Huffman coding

Huffman coding is a greedy algorithm for constructing optimal prefix-free codes, developed by David A. Huffman in 1952 while he was a graduate student at MIT. Given a set of symbols and their frequencies, Huffman's algorithm produces a variable-length code that minimizes the expected code length. For sources with known symbol probabilities, the expected length of a Huffman code is within one bit of the Shannon entropy — the theoretical lower bound established by the source coding theorem.

The algorithm works by repeatedly combining the two least probable symbols into a composite symbol, building a binary tree from the leaves upward. More frequent symbols get shorter codes; less frequent symbols get longer codes. The resulting code is prefix-free: no code word is the prefix of any other, which guarantees unambiguous decoding without delimiter symbols.

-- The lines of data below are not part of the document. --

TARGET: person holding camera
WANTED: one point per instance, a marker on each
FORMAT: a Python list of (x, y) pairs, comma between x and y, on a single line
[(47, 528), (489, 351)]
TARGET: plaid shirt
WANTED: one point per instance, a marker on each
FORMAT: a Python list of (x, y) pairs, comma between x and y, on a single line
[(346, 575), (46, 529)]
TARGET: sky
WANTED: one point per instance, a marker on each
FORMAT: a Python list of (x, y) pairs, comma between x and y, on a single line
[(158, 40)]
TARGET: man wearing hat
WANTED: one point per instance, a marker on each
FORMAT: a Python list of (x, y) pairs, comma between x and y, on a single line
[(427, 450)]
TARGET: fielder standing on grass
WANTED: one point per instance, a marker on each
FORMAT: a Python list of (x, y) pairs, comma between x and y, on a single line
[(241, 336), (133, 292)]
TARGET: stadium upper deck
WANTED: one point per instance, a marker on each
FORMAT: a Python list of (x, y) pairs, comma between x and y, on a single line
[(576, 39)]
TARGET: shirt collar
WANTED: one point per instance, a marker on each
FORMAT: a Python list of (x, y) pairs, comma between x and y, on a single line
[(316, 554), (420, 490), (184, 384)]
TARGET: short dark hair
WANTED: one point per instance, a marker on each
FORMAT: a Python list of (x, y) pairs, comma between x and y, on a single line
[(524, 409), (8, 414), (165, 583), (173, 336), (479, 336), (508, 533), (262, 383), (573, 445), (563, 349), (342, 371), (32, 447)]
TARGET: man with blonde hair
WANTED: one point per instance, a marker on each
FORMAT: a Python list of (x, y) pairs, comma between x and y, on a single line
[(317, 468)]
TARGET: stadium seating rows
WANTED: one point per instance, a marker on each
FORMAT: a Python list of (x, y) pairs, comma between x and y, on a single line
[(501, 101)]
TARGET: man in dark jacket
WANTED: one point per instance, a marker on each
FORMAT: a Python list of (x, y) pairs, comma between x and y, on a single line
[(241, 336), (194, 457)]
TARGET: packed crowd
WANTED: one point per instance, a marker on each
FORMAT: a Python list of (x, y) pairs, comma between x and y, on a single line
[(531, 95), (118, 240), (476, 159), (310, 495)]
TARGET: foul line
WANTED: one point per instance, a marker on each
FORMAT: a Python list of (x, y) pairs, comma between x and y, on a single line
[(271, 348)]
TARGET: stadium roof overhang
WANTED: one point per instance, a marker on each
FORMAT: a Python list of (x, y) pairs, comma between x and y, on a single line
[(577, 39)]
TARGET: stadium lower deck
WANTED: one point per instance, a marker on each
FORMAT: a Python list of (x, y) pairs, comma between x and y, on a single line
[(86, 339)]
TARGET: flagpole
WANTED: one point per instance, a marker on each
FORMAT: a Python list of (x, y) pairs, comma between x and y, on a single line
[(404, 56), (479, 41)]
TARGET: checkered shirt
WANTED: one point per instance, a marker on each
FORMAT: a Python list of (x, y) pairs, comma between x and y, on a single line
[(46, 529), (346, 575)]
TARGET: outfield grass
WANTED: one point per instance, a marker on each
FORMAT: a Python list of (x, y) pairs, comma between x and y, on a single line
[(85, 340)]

Huffman coding is optimal among codes that assign integer-length codewords to individual symbols. However, it is not globally optimal: arithmetic coding and range coding can achieve expected lengths arbitrarily close to entropy by encoding entire sequences rather than individual symbols. Huffman coding remains ubiquitous in practice — it appears in DEFLATE (ZIP, gzip), JPEG, MP3, and countless other formats — because its simplicity and speed often outweigh the marginal compression gains of more sophisticated methods.